O candidato foi condenado ao pagamento de uma multa de R$ 50 mil pelo suposto uso político do programa "Caravana da Transformação", que realizou 52,3 mil cirurgias de catarata em Mato Grosso. Além disso, houve uma anotação de inelegibilidade no cadastro eleitoral dele, que não tem efeito jurídico e tem finalidade meramente administrativa.

“É preciso deixar claro que a condenação no TRE não declarou Pedro Taques inelegível, ela apenas fez constar uma anotação administrativa no cadastro da Justiça Eleitoral de que pode, eventualmente, aquilo ali gerar uma restrição. Entretanto, a discussão se ele pode ou não ser candidato será feito no julgamento de registro de candidatura, o qual, acreditamos nós, será deferido”, disse.

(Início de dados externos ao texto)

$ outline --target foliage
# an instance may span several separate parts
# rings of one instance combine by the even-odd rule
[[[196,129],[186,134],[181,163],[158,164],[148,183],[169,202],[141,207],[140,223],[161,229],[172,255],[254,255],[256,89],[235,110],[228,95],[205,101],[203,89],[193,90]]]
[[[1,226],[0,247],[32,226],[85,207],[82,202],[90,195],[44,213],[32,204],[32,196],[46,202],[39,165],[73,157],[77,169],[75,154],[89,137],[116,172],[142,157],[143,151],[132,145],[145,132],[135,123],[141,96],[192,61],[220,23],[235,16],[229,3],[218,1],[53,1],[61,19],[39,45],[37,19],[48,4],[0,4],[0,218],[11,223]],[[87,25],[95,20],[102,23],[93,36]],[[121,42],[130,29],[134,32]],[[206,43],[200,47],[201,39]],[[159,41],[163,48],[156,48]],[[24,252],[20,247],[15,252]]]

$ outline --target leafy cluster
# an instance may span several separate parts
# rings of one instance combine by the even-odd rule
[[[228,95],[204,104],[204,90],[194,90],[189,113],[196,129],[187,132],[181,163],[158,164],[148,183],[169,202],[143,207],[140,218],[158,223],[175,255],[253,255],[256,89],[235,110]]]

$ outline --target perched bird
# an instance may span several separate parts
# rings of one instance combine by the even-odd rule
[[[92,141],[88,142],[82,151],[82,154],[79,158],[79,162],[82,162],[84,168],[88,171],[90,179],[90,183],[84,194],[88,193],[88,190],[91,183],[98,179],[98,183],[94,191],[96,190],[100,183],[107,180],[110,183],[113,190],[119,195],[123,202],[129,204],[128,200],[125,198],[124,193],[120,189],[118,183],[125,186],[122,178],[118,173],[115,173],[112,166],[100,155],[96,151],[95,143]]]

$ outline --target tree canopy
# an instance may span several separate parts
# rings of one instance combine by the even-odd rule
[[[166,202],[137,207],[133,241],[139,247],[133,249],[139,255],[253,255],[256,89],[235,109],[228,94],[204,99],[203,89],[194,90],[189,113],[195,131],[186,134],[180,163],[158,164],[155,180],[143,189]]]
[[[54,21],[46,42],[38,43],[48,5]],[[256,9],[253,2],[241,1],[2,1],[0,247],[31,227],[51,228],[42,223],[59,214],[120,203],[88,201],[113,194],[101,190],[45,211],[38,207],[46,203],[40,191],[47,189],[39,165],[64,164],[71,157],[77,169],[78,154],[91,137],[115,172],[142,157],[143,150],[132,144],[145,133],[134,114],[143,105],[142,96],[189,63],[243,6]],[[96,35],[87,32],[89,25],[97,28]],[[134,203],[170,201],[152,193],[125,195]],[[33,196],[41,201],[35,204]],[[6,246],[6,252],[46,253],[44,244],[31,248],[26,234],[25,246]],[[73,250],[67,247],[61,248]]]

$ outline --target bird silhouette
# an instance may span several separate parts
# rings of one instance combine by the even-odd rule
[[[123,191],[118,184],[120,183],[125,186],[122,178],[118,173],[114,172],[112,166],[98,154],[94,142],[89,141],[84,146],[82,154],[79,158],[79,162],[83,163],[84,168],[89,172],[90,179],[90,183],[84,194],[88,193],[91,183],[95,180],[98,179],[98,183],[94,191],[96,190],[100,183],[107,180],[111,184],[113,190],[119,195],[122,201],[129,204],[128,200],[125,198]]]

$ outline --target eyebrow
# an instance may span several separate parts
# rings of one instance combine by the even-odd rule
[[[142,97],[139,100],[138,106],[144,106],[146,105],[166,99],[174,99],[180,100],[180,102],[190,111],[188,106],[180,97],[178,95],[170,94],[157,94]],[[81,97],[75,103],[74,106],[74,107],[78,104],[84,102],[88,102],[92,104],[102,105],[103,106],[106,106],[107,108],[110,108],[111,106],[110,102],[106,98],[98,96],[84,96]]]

Segundo ele, a defesa trabalha em dois pontos: a falta de previsão legal para declarar a inelegibilidade e a apresentação de um recurso suspensivo contra a decisão.

“O TRE não declarou a inelegibilidade dele, até porque a conduta que resultou na condenação não pode, por falta de previsão legal, declarar alguém inelegível, esse é o primeiro ponto. Segundo, essa condenação que ele sofreu tem recurso suspensivo, o significa dizer que ao apresentar ao apresentar toda decisão fica temporariamente suspensa”, finalizou.

Decisão TSE

No último dia 25, o Tribunal Superior Eleitoral (TSE) negou seguimento a um recurso movido pela defesa de Taques, que pretendia derrubar a anotação de inelegibilidade feita pelo TRE-MT.

O ministro Mauro Campbell Marques não viu nenhum abuso de poder no acórdão questionado e manteve o registro da condenação no cadastro de eleitor do candidato.